You can watch it here

BOISE – The first campaign commercial of Idaho’s governor’s race is out, and it’s from GOP Gov. Butch Otter’s Democratic challenger, millionaire businessman A.J. Balukoff.

“Tired of business as usual in Boise? Then take a look at A.J. Balukoff, a successful businessman who’s created jobs by bringing people together to get things done,” the ad begins.

“It’s a good positive ad introducing himself to the people of Idaho, in terms of his background and that he’ll run on a change platform,” said Jim Weatherby, Boise State University emeritus professor and longtime observer of Idaho politics. “We don’t know exactly what he will do, but he needs to introduce himself. He’s not well-known outside the Boise valley.”

The ad stresses both Balukoff’s business credentials and his longtime service as chairman of the Boise School Board, a post in which he took a high-profile stand against the controversial “Students Come First” school reform laws, which Otter and GOP Schools Superintendent Tom Luna championed. Voters overwhelmingly rejected the laws in 2012.

The commercial shows Balukoff on a mountaintop, in a board room, in a busy warehouse, working at his desk, in a classroom with teachers, and outside the Capitol.

The opening of the ad, while it mentions “business as usual in Boise,” features a narrowly framed view of the state Capitol as seen between tall buildings to its south. Then it jumps to a wide-open, sunlit view of Balukoff in the mountains.

“The wilderness setting is always good, and successful Democratic candidates have used that for years,” Weatherby said.

The business successes that Balukoff makes reference to in the commercial are extensive. In his 31 years in Boise, he’s started a small accounting firm that he then expanded; bought a health club that he then expanded into a small chain before selling to a national company; and worked with partners to build the Grove Hotel downtown and create the hockey team that plays there in the building’s large public arena, the Idaho Steelheads.

“There are over 400 jobs just associated with the Grove Hotel,” Balukoff’s campaign spokesman, Mike Lanza, said. He noted that the hotel and hockey team regularly attract thousands of people to downtown Boise, benefiting area businesses including restaurants.

Balukoff holds a bachelor’s degree in accounting from Brigham Young University. He promises in the commercial to “balance the books and end the insider deals.”
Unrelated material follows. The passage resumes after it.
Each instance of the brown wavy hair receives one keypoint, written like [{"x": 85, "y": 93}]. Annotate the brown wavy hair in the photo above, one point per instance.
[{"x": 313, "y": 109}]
Lanza said that reference is to everything from the state’s just-ended private prison contract to the wrongful firing settlement Idaho had to pay its former transportation director after she charged she was fired for resisting expansion of a multimillion-dollar contract with two well-connected firms.

“He wants to return efficiency to the state and not have incidents like this where millions of dollars are being wasted that could go into public schools, transportation, roads and bridges and other needs in Idaho,” Lanza said.
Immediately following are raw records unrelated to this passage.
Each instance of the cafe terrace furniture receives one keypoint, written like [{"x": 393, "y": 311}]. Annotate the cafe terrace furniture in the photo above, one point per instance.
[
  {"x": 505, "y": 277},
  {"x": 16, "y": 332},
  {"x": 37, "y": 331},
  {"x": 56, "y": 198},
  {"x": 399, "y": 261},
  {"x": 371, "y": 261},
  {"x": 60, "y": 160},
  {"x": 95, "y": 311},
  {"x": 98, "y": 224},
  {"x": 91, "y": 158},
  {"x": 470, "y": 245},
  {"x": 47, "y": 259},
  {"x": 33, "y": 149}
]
Balukoff also says in the commercial that he’ll “put partisanship aside.” Idaho currently has Republicans in all of its state offices and more than 80 percent of its legislative seats. “A.J. is someone who is not at all a partisan person,” Lanza said. Though he’s a Democrat, “He’s supported Republicans in the past, including Mitt Romney.” Lanza said Balukoff is “a big believer in bringing stakeholder parties together on an issue and working out solutions that make sense.”

The ad began running Tuesday morning in southern and eastern Idaho, and is tentatively scheduled to start in the Spokane TV market in the “next week or two,” depending on fundraising, Lanza said.

Jayson Ronk, Otter’s campaign manager, had no comment on the Balukoff ad.